Preoperative chemotherapy can improve survival for patients with locally advanced bladder cancer compared with surgical treatment alone, according to an article in the August 28th issue of the New England Journal of Medicine.

In the 11-year study of 307 patients, American researchers found that patients who received preoperative chemotherapy lived an average of 31 months longer than patients who were treated with surgery alone. In addition, patients treated with surgery alone had a 66 percent higher likelihood of bladder cancer-related mortality than patients who had the combination therapy.

"This is an important advance because the study shows a significant and clinically meaningful improvement in survival among patients who received chemotherapy before surgery," said the study's principal investigator, H. Barton Grossman, M.D. "Treatment of this disease varies across the country, but we believe neoadjuvant chemotherapy should be used more frequently to treat patients with locally advanced bladder cancer," he added.

Bladder cancer, considered a worldwide problem, is a leading tobacco-related cancer. In the United States, it is the fourth most common cancer in men and the eighth most common in women. Approximately 57,000 Americans will be diagnosed with bladder cancer in 2003 and an estimated 12,500 people will die of the disease.

Because of its tendency for local and metastatic spread, researchers have investigated a number of therapies to treat transitional cell bladder cancer that has invaded the bladder muscle and, therefore, is considered locally advanced. Studies to date have found that radiation therapy before surgery did not improve outcome.

After chemotherapy proved beneficial in patients with metastatic bladder cancer, the researchers began a randomized study in 1987 testing survival in patients who received surgery alone versus patients treated with 3 preoperative cycles of combination chemotherapy with methotrexate, vinblastine, doxorubicin, and cisplatin. The study included 126 institutions around the country.

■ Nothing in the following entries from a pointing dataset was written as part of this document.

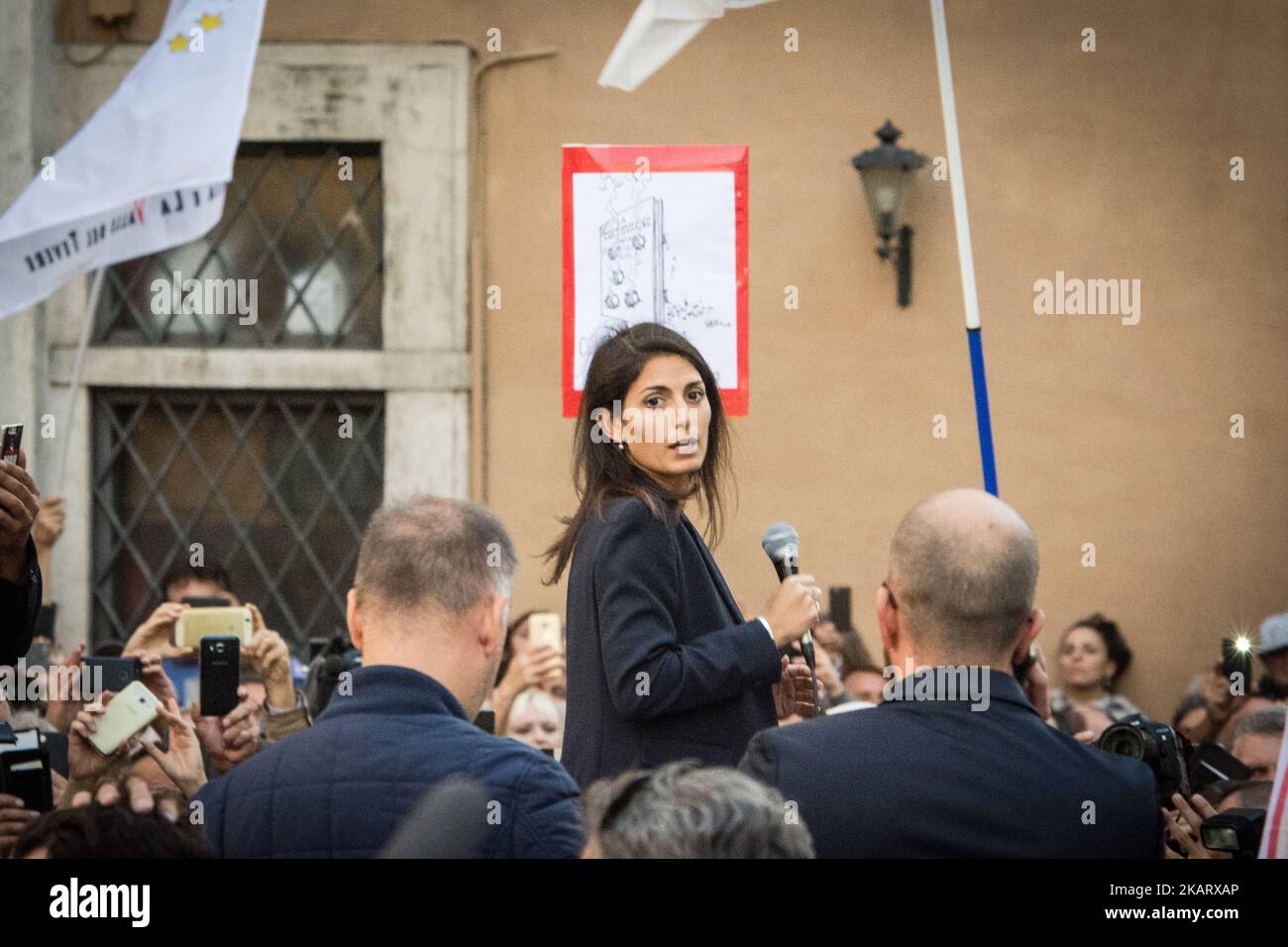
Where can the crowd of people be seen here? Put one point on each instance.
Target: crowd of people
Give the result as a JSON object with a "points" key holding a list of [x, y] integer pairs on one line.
{"points": [[288, 772]]}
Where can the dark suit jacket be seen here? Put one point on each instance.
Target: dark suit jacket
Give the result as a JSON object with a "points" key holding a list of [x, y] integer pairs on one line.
{"points": [[342, 788], [20, 604], [917, 779], [661, 664]]}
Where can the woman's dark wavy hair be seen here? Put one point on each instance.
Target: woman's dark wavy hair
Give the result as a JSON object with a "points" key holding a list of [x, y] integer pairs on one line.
{"points": [[1116, 646], [601, 472]]}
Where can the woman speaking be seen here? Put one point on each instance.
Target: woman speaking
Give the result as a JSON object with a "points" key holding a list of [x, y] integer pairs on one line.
{"points": [[661, 664]]}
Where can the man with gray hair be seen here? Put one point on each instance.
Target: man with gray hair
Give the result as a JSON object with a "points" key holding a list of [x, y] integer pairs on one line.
{"points": [[688, 810], [958, 759], [1258, 738], [428, 611]]}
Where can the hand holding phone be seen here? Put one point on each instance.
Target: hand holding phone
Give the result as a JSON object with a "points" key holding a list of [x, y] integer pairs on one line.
{"points": [[220, 674], [123, 716], [18, 499]]}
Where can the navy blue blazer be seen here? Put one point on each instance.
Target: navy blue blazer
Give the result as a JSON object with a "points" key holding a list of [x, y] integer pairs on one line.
{"points": [[342, 788], [661, 664], [935, 779]]}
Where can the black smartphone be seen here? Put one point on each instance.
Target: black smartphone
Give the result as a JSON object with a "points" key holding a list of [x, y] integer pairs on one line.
{"points": [[838, 607], [11, 442], [25, 771], [38, 655], [220, 674], [117, 673]]}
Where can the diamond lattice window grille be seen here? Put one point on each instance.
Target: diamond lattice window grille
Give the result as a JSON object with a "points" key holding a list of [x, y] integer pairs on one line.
{"points": [[296, 222], [277, 487]]}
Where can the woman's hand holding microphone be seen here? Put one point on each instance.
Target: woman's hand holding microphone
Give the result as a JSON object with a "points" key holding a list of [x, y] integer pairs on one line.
{"points": [[793, 611], [794, 608]]}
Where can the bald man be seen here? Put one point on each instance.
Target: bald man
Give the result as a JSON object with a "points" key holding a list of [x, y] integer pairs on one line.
{"points": [[958, 759]]}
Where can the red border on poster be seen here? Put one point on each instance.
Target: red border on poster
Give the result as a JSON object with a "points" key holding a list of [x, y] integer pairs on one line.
{"points": [[662, 158]]}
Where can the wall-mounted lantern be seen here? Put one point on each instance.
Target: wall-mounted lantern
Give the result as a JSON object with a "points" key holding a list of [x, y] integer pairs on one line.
{"points": [[885, 174]]}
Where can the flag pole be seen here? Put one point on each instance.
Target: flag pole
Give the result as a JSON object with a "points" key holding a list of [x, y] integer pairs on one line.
{"points": [[77, 368], [965, 257]]}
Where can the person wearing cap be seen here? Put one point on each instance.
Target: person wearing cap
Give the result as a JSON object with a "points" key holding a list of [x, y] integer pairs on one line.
{"points": [[1273, 652], [1224, 707]]}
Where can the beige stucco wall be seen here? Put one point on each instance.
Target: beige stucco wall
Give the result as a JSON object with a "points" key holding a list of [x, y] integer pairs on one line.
{"points": [[1104, 165]]}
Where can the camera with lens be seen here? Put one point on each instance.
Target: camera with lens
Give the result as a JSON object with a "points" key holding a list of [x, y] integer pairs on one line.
{"points": [[1158, 746], [1177, 764]]}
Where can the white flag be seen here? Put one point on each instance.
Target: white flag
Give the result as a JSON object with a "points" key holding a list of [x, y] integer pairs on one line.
{"points": [[1274, 836], [149, 169], [658, 30]]}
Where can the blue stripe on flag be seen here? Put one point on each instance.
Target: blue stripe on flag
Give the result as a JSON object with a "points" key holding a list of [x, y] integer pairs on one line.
{"points": [[982, 419]]}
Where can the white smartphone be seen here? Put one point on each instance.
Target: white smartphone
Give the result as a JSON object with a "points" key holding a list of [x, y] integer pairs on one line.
{"points": [[194, 624], [129, 712]]}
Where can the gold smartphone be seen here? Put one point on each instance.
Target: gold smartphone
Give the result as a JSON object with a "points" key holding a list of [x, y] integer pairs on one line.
{"points": [[194, 624], [544, 629], [129, 712]]}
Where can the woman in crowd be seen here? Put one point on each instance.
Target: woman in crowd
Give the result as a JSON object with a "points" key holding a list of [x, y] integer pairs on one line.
{"points": [[661, 663], [1094, 656], [536, 719]]}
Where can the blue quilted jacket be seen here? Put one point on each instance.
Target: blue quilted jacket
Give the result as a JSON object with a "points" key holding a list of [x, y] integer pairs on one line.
{"points": [[342, 788]]}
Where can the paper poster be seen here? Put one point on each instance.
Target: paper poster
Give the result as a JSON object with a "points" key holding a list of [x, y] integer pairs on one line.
{"points": [[656, 234]]}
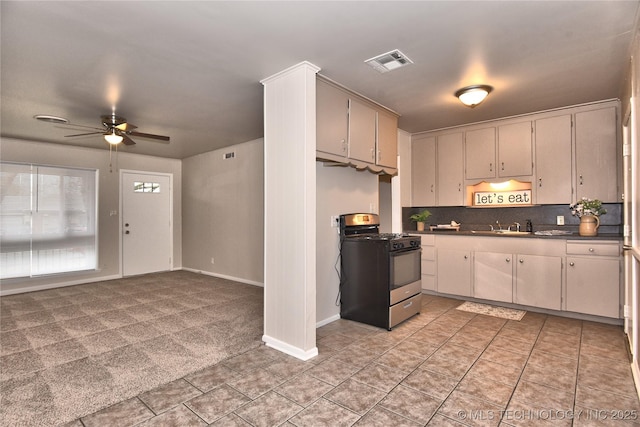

In all, 154 patients were assigned to receive surgery as primary treatment and 153 patients received combination therapy. At the end of the study, researchers found that median survival between the two groups was significantly different. Patients treated with surgery lived a median of 41 months compared to 77 months in patients treated with chemotherapy followed by surgery.

When the investigators looked at death rates from bladder cancer, they concluded that more patients treated with surgery alone died of the disease, and they died at a faster rate -- 77 patients died of bladder cancer in the surgery arm compared with 54 in the combination treatment group. Patients treated with surgery alone had a 66 percent greater risk of dying from bladder cancer than patients who received preoperative chemotherapy.

When overall death rates were considered, the differences were not as significant, Grossman said. After follow-up of more than 8 years in each group, 90 deaths occurred in the combination therapy arm compared with 100 deaths in the surgery arm. "These patients are generally older and may die of other causes, but the chance of surviving was higher in the neoadjuvant group," he said.

The patients who did best were those who had no cancer left in the bladder at the time of surgery. At the time of surgery, 38 percent of patients treated with preoperative chemotherapy had no evidence of cancer remaining in the bladder compared with 15 percent of patients who did not receive preoperative chemotherapy.

"There were significantly more patients in the neoadjuvant group who had no residual disease compared to the surgery group and those are the patients that have much better survival. The chemotherapy effectively down-staged their cancer," noted Grossman. "Ten years after treatment, some of those patients are still alive, so neoadjuvant chemotherapy before surgery provided a cure for them."